Sabato 18 aprile, sono le 23. Siamo a Villeneuve-la-Garenne, una cittadina nella periferia nord di Parigi. Un giovane guida una moto ad alta velocità e colpisce la portiera di un'auto della polizia. Si rompe una gamba. Viene portato in ospedale. Non ha la patente di guida, ma ha una lunga storia criminale. È stato condannato più volte dai tribunali per traffico di droga, rapina e violenza sessuale. Appena la notizie dell'incidente si diffonde, sui social media si moltiplicano i messaggi ostili sulla polizia. E in una dozzina di città scoppiano rivolte: tutte per condannare la ferita che l'auto della polizia ha provocato al motociclista. Le rivolte continuano per cinque giorni consecutivi. Una stazione di polizia a Strasburgo viene attaccata e incendiata, una scuola viene quasi distrutta a pochi chilometri da Villeneuve-la-Garenne. La cronaca è stata ben attenta a non denunciare la provenienza dell'imputato con precedenti. Da lì in poi le cose andranno sempre peggio. Le città dell'Île-de-France, e non solo, saranno sempre più preda di una spirale di violenza che nessuno riesce a gestire. Dozzine di container incendiati, la polizia bersaglio di bombe molotov. A Nanterre e Asnières-sur-Seine, viene distrutto un autobus e i veicoli lungo la strada vengono incendiati. Nel distretto di Luth di Gennevilliers, un'auto della polizia anticrimine viene fatta saltare in aria con dei fuochi d'artificio. Poco più in là è una scuola elementare che viene semidistrutta.
Con una «lettera allo Stato», l'Alliance (il sindacato della polizia francese) a fine aprile avvertiva: «È giunto il momento che lo Stato recuperi tutti i territori persi dalla Repubblica. A oggi, l'unico segnale in termini di decisioni giudiziarie è stato il rilascio di migliaia di trasgressori per alleviare la congestione nell'ambiente carcerario.

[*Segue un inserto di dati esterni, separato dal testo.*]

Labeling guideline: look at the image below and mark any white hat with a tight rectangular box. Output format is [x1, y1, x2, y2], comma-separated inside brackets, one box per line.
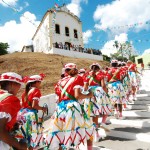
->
[111, 59, 118, 64]
[79, 68, 85, 73]
[24, 74, 45, 83]
[64, 63, 77, 70]
[0, 72, 23, 85]
[89, 63, 101, 69]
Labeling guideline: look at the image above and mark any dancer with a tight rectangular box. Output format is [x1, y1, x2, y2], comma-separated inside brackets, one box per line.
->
[107, 60, 125, 119]
[84, 63, 112, 131]
[46, 63, 94, 150]
[0, 72, 32, 150]
[18, 74, 47, 148]
[127, 60, 140, 100]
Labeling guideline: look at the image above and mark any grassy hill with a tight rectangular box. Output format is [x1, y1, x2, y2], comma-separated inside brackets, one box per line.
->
[0, 52, 108, 96]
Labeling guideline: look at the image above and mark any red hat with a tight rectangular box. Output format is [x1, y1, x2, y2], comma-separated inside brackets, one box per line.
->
[64, 63, 77, 70]
[24, 74, 45, 83]
[90, 63, 101, 69]
[79, 68, 85, 73]
[111, 59, 118, 64]
[0, 72, 23, 85]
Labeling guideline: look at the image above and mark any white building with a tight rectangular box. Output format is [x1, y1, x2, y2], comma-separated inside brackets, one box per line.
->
[28, 5, 103, 60]
[32, 5, 83, 53]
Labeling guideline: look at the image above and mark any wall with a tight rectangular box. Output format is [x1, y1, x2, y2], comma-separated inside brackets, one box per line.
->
[52, 11, 83, 47]
[33, 15, 50, 53]
[49, 48, 103, 60]
[135, 53, 150, 68]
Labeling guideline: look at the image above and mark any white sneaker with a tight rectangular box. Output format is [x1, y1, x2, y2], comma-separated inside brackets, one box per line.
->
[100, 123, 110, 132]
[118, 116, 125, 120]
[106, 120, 111, 124]
[133, 96, 137, 101]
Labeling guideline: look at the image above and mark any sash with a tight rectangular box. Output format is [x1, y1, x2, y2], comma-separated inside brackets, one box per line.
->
[59, 77, 76, 99]
[89, 73, 101, 85]
[109, 68, 120, 82]
[0, 93, 12, 102]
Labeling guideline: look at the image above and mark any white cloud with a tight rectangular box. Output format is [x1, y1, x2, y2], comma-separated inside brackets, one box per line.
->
[24, 2, 29, 7]
[93, 0, 150, 32]
[67, 0, 88, 17]
[101, 33, 136, 56]
[0, 0, 18, 7]
[0, 12, 40, 52]
[115, 33, 128, 43]
[101, 40, 117, 57]
[143, 48, 150, 55]
[83, 30, 92, 44]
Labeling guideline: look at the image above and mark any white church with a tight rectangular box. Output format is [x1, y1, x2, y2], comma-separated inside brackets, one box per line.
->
[22, 5, 103, 60]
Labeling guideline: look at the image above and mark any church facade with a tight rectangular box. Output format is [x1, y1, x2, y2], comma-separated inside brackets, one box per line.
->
[32, 5, 84, 53]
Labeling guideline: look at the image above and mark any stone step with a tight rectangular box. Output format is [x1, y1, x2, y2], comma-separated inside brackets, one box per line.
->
[127, 104, 150, 110]
[106, 118, 150, 128]
[136, 94, 150, 99]
[132, 100, 150, 105]
[123, 111, 150, 118]
[99, 130, 150, 143]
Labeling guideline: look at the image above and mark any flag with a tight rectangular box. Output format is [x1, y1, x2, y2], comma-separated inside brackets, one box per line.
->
[55, 3, 58, 8]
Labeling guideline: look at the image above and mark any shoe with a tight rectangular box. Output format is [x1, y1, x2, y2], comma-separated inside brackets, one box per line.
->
[106, 120, 111, 125]
[118, 116, 125, 120]
[100, 123, 110, 132]
[128, 99, 133, 103]
[133, 96, 137, 101]
[95, 131, 102, 142]
[114, 111, 119, 119]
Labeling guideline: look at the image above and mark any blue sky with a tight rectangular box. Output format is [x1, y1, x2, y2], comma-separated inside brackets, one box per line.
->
[0, 0, 150, 55]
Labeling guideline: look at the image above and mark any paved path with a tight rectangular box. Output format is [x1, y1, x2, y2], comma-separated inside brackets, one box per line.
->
[41, 71, 150, 150]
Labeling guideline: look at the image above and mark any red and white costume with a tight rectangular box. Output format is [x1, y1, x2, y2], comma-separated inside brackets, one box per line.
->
[84, 68, 112, 116]
[46, 64, 94, 149]
[18, 75, 43, 147]
[0, 72, 23, 150]
[107, 67, 126, 104]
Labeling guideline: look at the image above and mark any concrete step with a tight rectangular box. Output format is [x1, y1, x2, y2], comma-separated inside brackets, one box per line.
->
[107, 118, 150, 128]
[129, 100, 150, 105]
[102, 130, 150, 143]
[123, 111, 150, 118]
[136, 94, 150, 99]
[127, 104, 150, 110]
[99, 129, 150, 143]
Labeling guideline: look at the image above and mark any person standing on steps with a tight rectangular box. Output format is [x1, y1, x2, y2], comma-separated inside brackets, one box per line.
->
[0, 72, 32, 150]
[45, 63, 94, 150]
[18, 74, 47, 148]
[84, 63, 112, 136]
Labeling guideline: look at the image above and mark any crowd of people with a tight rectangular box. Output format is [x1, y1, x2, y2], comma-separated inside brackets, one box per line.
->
[0, 60, 140, 150]
[53, 42, 102, 55]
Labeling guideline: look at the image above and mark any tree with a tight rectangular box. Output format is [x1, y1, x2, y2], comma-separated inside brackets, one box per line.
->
[103, 55, 110, 62]
[0, 42, 9, 55]
[112, 41, 133, 60]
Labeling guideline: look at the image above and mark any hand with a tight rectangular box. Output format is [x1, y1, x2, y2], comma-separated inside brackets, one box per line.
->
[88, 91, 93, 98]
[19, 143, 33, 150]
[42, 107, 48, 113]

Li troveremo domani nel mezzo di disordini reali, se la situazione peggiorerà?».
E nel frattempo non sono mancati neanche attentati e aggressioni al grido «Allah Akbar». Un sabato mattina di inizio aprile è andato in scena il consueto attacco da coltello della nuova Europa. Un uomo ha colpito mortalmente due persone e ne ha pugnalate altre sei, ricoverate in condizioni gravi, nel centro di Romans-sur-Isère, a sud di Lione. È un rifugiato 33enne che ha compiuto l'attacco, secondo l'antiterrorismo: l'ennesimo lupo solitario.
Una manciata di giorni dopo l'ennesimo attentato in piena regola aveva ancora come vittima la polizia. A Colombes (Hauts-de-Seine), Youssef T. è stato arrestato per «tentato omicidio contro un'autorità pubblica in relazione a un'impresa terroristica», ha annunciato la procura antiterrorismo. Il 29enne, che per la Procura è animato da un'ideologia anti-occidentale e ha giurato fedeltà all'Isis, ha tentato di falciare alla guida della sua Bmw due poliziotti in moto mentre eseguivano un controllo. Secondo la Procura nazionale antiterrorismo (Pnat) il terrorista ha spiegato espressamente di volere «perpetrare la battaglia per imporre la sharia su tutta la Terra».
Secondo l'esperto di sicurezza nazionale, Éric Delbecque,
l'islam radicale ha sfruttato questo periodo di confinement per esasperare i messaggi dei rivoltosi e le proteste. D'altronde, ribellarsi alla polizia che vorrebbe dettare legge nei loro territori è ormai una parola d'ordine.